Działka Krystyny i Juliana Mielnickich znajduje się tuż przy drodze. Pod koniec października gęsta trawa zieleni się jak wiosną. Wysokie tuje oddzielają szpalerem od wiatru, kurzu i hałasu. Zadbana ziemia nad Narwią to serdeczne wspomnienie ojcowizny. 73-letni Julian tutaj w Niwkowie spędził dzieciństwo i młodość. Jako 18-latek wyjechał do Gdyni i tam pokochał Krystynę z Gdańska. Mają gdzie wracać kilka razy w roku na odpoczynek. Czas wytchnienia małżonkowie urozmaicają sobie pracą przy maszynach rolniczych, jakie zgromadzili w prywatnym skansenie, aby zachować cząstkę rodzinnej historii. Na czele kolekcji traktor Zetor z 1949 r., za którym koń ciągnie wóz drabiniasty.

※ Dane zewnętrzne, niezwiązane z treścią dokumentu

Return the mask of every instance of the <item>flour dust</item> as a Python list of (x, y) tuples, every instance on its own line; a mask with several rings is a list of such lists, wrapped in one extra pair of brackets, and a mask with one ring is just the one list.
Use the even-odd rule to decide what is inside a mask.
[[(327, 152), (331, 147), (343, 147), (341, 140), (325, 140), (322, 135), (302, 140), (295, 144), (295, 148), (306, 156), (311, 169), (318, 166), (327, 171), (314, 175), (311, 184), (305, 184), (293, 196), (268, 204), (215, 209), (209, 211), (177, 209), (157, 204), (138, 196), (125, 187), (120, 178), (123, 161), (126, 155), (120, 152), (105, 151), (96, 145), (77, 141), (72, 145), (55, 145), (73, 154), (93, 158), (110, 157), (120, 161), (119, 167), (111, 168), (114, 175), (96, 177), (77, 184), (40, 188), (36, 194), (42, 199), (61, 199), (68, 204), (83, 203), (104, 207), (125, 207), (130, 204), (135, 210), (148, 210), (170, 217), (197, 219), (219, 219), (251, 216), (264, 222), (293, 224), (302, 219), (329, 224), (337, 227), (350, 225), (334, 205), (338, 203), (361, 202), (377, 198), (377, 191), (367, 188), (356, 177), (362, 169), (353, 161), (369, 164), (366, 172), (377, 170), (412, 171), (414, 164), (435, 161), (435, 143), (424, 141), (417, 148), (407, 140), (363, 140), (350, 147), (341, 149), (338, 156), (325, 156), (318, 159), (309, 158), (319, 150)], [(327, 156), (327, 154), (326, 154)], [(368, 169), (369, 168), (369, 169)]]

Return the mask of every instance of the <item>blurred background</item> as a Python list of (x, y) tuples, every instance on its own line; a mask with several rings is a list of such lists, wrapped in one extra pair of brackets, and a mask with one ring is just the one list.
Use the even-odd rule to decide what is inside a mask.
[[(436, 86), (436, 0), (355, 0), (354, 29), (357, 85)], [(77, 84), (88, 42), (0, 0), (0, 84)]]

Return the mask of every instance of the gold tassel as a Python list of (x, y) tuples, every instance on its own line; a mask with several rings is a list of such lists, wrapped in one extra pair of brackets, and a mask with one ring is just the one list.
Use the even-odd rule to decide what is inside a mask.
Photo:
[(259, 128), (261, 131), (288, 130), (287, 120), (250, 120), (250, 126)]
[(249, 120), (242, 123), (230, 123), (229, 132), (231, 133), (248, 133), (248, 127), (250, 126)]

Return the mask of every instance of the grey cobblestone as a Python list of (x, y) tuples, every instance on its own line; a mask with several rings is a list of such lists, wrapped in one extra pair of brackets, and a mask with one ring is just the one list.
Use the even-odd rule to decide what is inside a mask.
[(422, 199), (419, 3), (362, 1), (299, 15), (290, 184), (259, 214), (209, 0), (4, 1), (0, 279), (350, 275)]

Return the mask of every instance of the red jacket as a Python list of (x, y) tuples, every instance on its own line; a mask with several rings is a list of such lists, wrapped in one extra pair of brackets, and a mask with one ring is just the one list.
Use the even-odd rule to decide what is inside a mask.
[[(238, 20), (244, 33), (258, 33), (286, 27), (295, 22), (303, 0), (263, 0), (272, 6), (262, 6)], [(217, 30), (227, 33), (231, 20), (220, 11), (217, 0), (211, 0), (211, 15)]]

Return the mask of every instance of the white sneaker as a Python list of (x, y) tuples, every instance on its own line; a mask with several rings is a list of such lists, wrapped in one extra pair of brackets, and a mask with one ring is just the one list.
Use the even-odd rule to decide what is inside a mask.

Zetor jest najprawdziwszy i sprawny, kupiony tanio i wyremontowany przez Pana Juliana, technika samochodowego. A koń bułanek, masywny, pociągowy, maści kasztanowej wygląda jak prawdziwy, był zamówiony 10 lat temu w Zielonej Górze. Wóz jest nieduży; ma drewniane koła z metalowymi obręczami. Rzemieślnik z lat 50. XX wieku zamontował dodatkowo pośrodku konstrukcji z boku schodek, żeby łatwiej było wejść na furę, którą jeżdżono także do kościoła. W celu naładowania jak największej ilości siana, snopów i słomy nakładano wysięgniki na wystające drągi nad kołami. Tuż obok stoi wózek jak miniaturka wozu drabiniastego do zaprzęgu konno. Wózek służył do transportu roślin pastewnych oraz produktów i towarów z targu i na targ, ale również wożono nim małe dzieci.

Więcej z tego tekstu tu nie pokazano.